# Training MLflow models[¶](https://doc.dataiku.com/dss/latest/mlops/mlflow-models/training.html#training-mlflow-models "Permalink to this headline")

Just like any Python packages, you can use MLflow and the related frameworks in any DSS recipe, notebook, scenario, …

This allows you to train and save a MLflow model directly in DSS, which you can then import as a saved model in order to leverage visual scoring, evaluation, drift analysis, …

Dataiku also features an integration of MLflow Experiment Tracking. When leveraging it, trained models are automatically stored in a configurable managed folder (see Deploying MLflow models).

## Training a model[¶](https://doc.dataiku.com/dss/latest/mlops/mlflow-models/training.html#training-a-model "Permalink to this headline")

You can train the MLflow model either outside of DSS, in a python recipe, in a python notebook, or using Experiment Tracking…

The list of frameworks supported by MLflow is available in the MLflow documentation. These include the most common libraries such as PyTorch, TensorFlow, Scikit-learn, etc.

## Saving the MLflow model[¶](https://doc.dataiku.com/dss/latest/mlops/mlflow-models/training.html#saving-the-mlflow-model "Permalink to this headline")

You need to export your model in a standard format, provided by MLflow Models, compatible with DSS.

MLflow provides a *save\_model* function for each supported machine learning framework.

For instance, saving a Keras model using MLflow in a *model\_directory* will look like this:

§ ... ommitted Keras model training code

§ import mlflow

§ mlflow.keras.save\_model(model, model\_directory)

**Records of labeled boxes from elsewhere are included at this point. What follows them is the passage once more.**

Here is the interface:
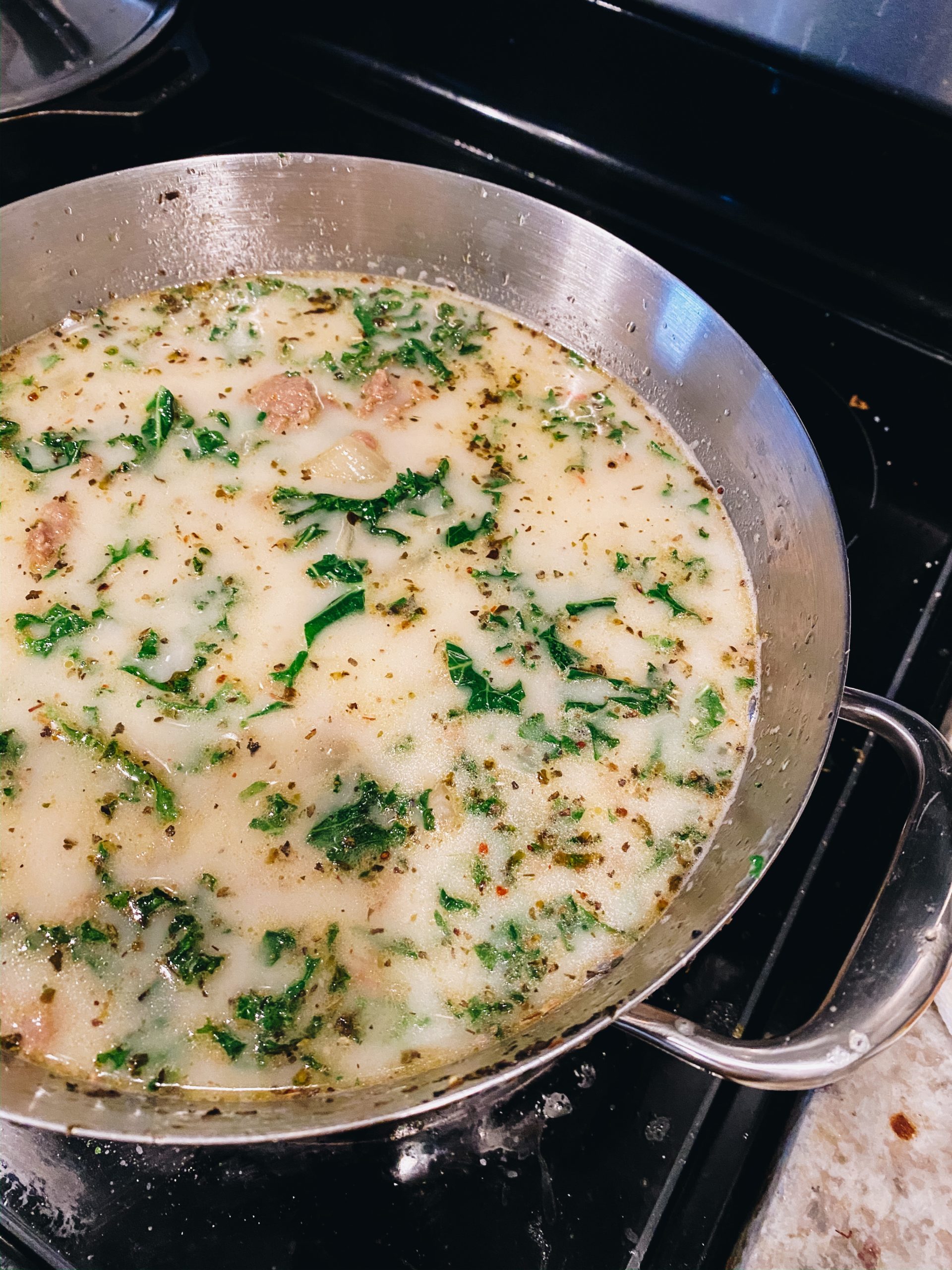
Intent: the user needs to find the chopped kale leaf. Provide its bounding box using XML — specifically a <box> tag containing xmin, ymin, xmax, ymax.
<box><xmin>446</xmin><ymin>512</ymin><xmax>496</xmax><ymax>547</ymax></box>
<box><xmin>14</xmin><ymin>605</ymin><xmax>93</xmax><ymax>657</ymax></box>
<box><xmin>446</xmin><ymin>641</ymin><xmax>526</xmax><ymax>714</ymax></box>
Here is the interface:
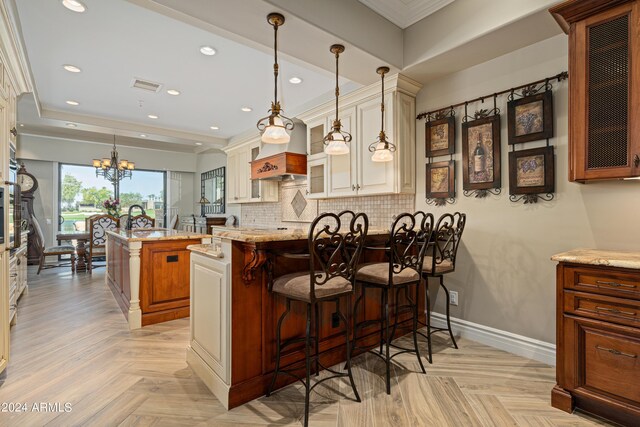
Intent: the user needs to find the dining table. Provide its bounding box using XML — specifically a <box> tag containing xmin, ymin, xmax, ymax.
<box><xmin>56</xmin><ymin>231</ymin><xmax>91</xmax><ymax>271</ymax></box>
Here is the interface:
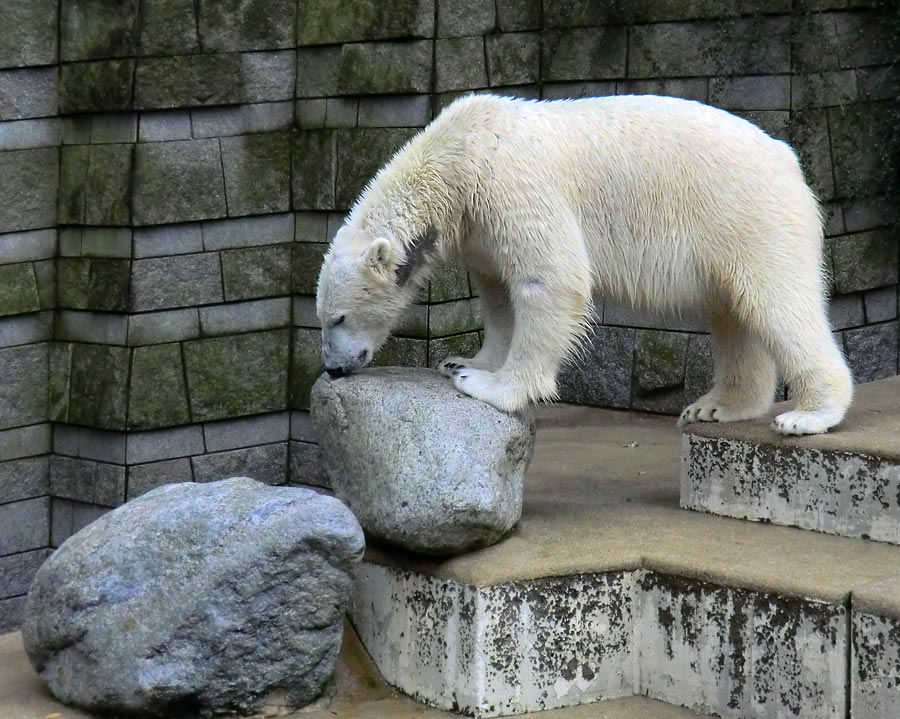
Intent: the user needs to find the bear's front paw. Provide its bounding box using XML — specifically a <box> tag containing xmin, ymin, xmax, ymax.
<box><xmin>438</xmin><ymin>355</ymin><xmax>469</xmax><ymax>377</ymax></box>
<box><xmin>453</xmin><ymin>367</ymin><xmax>526</xmax><ymax>412</ymax></box>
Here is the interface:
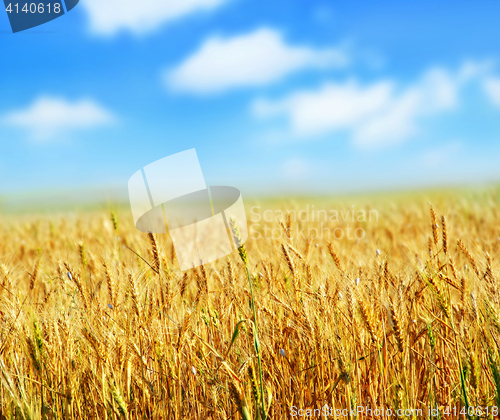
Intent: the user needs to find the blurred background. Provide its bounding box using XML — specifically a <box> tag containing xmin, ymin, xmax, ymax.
<box><xmin>0</xmin><ymin>0</ymin><xmax>500</xmax><ymax>210</ymax></box>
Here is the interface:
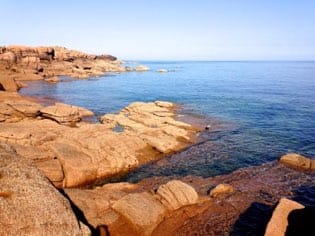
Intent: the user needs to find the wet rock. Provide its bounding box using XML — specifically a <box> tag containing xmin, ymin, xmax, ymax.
<box><xmin>0</xmin><ymin>143</ymin><xmax>81</xmax><ymax>235</ymax></box>
<box><xmin>156</xmin><ymin>69</ymin><xmax>168</xmax><ymax>73</ymax></box>
<box><xmin>66</xmin><ymin>180</ymin><xmax>199</xmax><ymax>235</ymax></box>
<box><xmin>280</xmin><ymin>153</ymin><xmax>315</xmax><ymax>170</ymax></box>
<box><xmin>40</xmin><ymin>103</ymin><xmax>94</xmax><ymax>124</ymax></box>
<box><xmin>157</xmin><ymin>180</ymin><xmax>198</xmax><ymax>210</ymax></box>
<box><xmin>265</xmin><ymin>198</ymin><xmax>304</xmax><ymax>236</ymax></box>
<box><xmin>0</xmin><ymin>102</ymin><xmax>197</xmax><ymax>187</ymax></box>
<box><xmin>45</xmin><ymin>76</ymin><xmax>60</xmax><ymax>83</ymax></box>
<box><xmin>0</xmin><ymin>99</ymin><xmax>42</xmax><ymax>122</ymax></box>
<box><xmin>209</xmin><ymin>184</ymin><xmax>234</xmax><ymax>198</ymax></box>
<box><xmin>0</xmin><ymin>76</ymin><xmax>19</xmax><ymax>92</ymax></box>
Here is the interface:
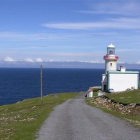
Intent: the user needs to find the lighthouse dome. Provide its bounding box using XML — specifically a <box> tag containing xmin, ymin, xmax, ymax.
<box><xmin>108</xmin><ymin>44</ymin><xmax>115</xmax><ymax>48</ymax></box>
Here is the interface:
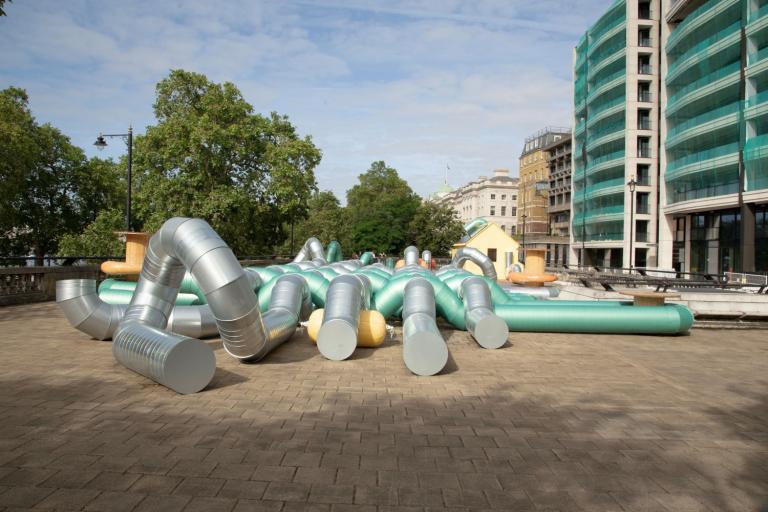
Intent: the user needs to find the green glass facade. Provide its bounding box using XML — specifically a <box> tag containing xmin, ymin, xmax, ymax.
<box><xmin>571</xmin><ymin>0</ymin><xmax>627</xmax><ymax>241</ymax></box>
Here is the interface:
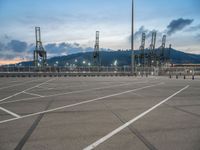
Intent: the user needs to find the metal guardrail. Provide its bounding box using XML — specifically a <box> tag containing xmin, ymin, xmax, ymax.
<box><xmin>0</xmin><ymin>66</ymin><xmax>200</xmax><ymax>76</ymax></box>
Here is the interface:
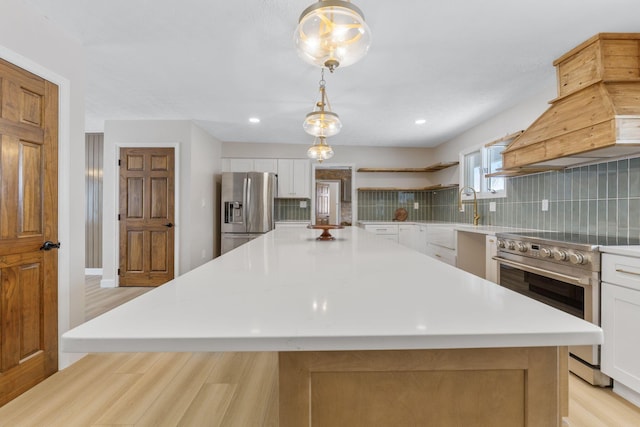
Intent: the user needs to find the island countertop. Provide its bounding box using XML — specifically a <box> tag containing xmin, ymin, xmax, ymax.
<box><xmin>62</xmin><ymin>227</ymin><xmax>603</xmax><ymax>352</ymax></box>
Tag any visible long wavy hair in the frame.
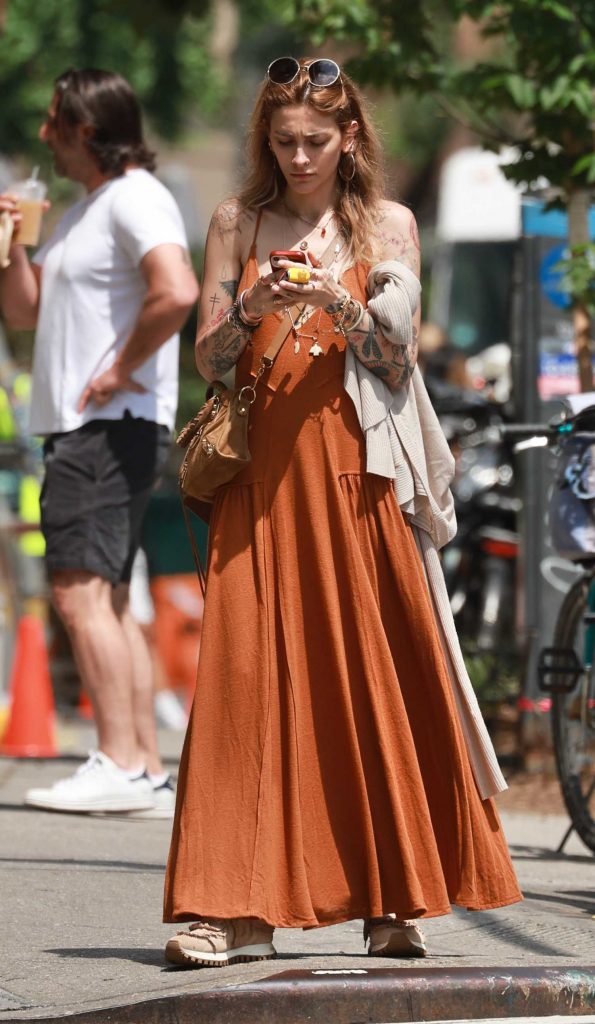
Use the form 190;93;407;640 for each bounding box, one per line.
54;68;156;177
237;59;385;260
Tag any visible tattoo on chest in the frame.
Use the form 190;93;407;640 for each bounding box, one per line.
219;281;240;300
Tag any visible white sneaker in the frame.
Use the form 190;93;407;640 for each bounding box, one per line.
364;913;428;956
25;751;155;812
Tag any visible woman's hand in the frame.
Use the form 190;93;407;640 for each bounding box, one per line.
244;260;345;318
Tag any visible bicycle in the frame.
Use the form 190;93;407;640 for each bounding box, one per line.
502;407;595;853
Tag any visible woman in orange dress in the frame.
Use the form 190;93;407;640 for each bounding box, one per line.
164;57;520;967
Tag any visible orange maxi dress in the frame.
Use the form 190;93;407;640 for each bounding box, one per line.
164;237;521;928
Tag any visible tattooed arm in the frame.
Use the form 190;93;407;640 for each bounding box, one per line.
347;203;421;391
195;201;251;381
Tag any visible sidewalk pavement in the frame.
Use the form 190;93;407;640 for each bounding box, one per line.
0;724;595;1024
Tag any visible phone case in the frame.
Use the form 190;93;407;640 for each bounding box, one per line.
268;249;306;270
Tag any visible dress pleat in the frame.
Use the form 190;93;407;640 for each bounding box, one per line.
164;257;520;928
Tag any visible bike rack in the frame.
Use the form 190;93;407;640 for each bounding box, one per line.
537;647;584;693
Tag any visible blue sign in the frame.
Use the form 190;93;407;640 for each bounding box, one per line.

You can then import the exported model in DSS as a Saved Model

## Python recipe[¶](https://doc.dataiku.com/dss/latest/mlops/mlflow-models/training.html#python-recipe "Permalink to this headline")

The following snippet is a draft of a python recipe:

* taking a train and an evaluation dataset as inputs

* training a model

* saving it in MLflow format

* adding it as a new version to the saved model defined as output

§ import os

§ import shutil

§ import dataiku

§ from dataiku import recipe

§ client = dataiku.api\_client()

§ project = client.get\_project('PROJECT\_ID')

§ # get train dataset

§ train\_dataset = recipe.get\_inputs\_as\_datasets()[0]

§ evaluation\_dataset = recipe.get\_inputs\_as\_datasets()[1]

§ # get output saved model

§ sm = project.get\_saved\_model(recipe.get\_output\_names()[0])

§ # get train dataset as a pandas dataframe

§ df = train\_dataset.get\_dataframe()

§ # get the path of a local managed folder where to temporarily save the trained model

§ mf = dataiku.Folder("local\_managed\_folder")

§ path = mf.get\_path()

§ model\_subdir = "my\_subdir"

§ model\_dir = os.path.join(path, model\_subdir)

§ if os.path.exists(model\_dir):

§ shutil.rmtree(model\_dir)

§ try:

§ # ...train your model...

§ # ...save it with package specific MLflow method (here, SKlearn)...

§ mlflow.sklearn.save\_model(my\_model, model\_dir)

§ # import the model, creating a new version

§ mlflow\_version = sm.import\_mlflow\_version\_from\_managed\_folder("version\_name", "local\_managed\_folder", model\_subdir, "code-env-with-mlflow-name")

§ finally:

§ shutil.rmtree(model\_dir)

§ # setting metadata (target name, classes,...)

§ mlflow\_version.set\_core\_metadata(target\_column, ["class0", "class1",...] , get\_features\_from\_dataset=evaluation\_dataset.name)

§ # evaluate the performance of this new version, to populate the performance screens of the saved model version in DSS

§ mlflow\_version.evaluate(evaluation\_dataset.name)

Note

Experiment Tracking features logging of models in a configurable, and not necessarily local, managed folder.

Note

*local\_managed\_folder* should be a filesystem managed folder, on the DSS host, as we use the `dataiku.Folder.get\_path()` method to retrieve its path on the local filesystem then compute a directory path where the ML package can save the trained model.

Note

As this recipe uses a local managed folder, it should not be executed in a container.

Note

The 4th parameter of the `dataikuapi.dss.savedmodel.DSSSavedModel.import\_mlflow\_version\_from\_managed\_folder()` is the name of the code environment to use when scoring the model. If not specified, the code environment of the project will be resolved and used.

This code environment must contain the mlflow package and the packages of the machine learning library of your choice.

Note

A “Run checks” scenario step must be used to run the checks defined for the saved model on the metrics evaluated on the new version.

Warning

Recent versions of MLflow feature an ``mlflow.evaluate`` function. This function is different from `dataikuapi.dss.savedmodel.MLFlowVersionHandler.evaluate()`. Only the later will populate the interpretation screens of a saved model version in DSS.